How to Plan Intermittent Fasting if You are a Beginner?
Intermittent fasting is challenging. However, it can offer you huge benefits. When you do this eating plan, make sure that you follow these tips:
Drink a lot of water. Some people managed to fast for 16, 18, 24 hours without water. But it is not recommended for beginners.
If you need to drink, choose a calorie-free beverage, like herbal teas. Or, just to stick to water.
Get a Lot of Distractions
You must stop thinking about food if you wish to succeed in this eating plan. Do not open your social media accounts because they are likely to contain food porn.
Instead, you must keep yourself busy. It might be time for you to finish your paperwork or just see a movie (that does not involve a lot of eating).
On your fasting window, make sure that avoid strenuous activities. However, you may perform a light exercise, like yoga.
When your fasting period is almost over, like an hour is left, you may do some jumping rope exercises.
Choose Nutrient-Dense Foods
They are rich in protein fiber and fats. Choosing these options will make each calorie count during your eating period. These options would include lentils, fish, nuts, and avocado.

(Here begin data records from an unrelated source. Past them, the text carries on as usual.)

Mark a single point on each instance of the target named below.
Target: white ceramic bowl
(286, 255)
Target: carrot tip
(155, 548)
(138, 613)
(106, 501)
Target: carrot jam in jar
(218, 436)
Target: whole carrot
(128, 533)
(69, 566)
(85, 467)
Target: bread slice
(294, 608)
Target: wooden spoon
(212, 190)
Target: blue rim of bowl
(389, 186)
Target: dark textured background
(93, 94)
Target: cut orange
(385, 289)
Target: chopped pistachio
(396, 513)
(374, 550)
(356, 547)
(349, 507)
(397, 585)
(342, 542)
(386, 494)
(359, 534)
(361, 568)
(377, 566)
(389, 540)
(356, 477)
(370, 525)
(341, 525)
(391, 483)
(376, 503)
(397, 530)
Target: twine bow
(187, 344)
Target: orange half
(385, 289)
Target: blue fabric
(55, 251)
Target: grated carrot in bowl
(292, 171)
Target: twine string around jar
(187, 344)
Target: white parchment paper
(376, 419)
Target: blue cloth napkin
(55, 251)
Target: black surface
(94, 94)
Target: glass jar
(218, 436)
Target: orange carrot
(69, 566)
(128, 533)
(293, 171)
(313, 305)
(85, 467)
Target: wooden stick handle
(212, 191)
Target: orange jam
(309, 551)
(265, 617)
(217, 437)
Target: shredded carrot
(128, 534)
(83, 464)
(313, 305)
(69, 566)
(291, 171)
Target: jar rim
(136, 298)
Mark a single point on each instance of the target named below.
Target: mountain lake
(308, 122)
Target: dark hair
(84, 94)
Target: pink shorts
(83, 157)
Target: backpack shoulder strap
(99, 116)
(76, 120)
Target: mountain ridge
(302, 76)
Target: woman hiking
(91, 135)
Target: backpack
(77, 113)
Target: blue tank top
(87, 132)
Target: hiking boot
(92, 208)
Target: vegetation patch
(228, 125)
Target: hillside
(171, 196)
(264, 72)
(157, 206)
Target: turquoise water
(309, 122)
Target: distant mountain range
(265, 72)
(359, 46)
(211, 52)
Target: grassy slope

You should also be eating low-calorie foods that are filling, like raw vegetables and fruits, like grapes and melon.
Improve the Taste of Food
You may season your food with vinegar, spices, and herbs. They can keep the calories low but they can also help in reducing your hunger.
After the Fast
When you break your fast, opt for nutrient-dense food. Do not eat junk food. To keep your blood sugar levels, make sure that you consume foods with a high amount of fiber, vitamins, and minerals.
For your intermittent fasting plan, you may use a mobile app to track your progress. I mentioned in my previous posts that I’m using Zero. However, there are other IF apps available that you might want to try.
Have you tried IF before? What intermittent fasting plan for beginners can you recommend? Share it with us.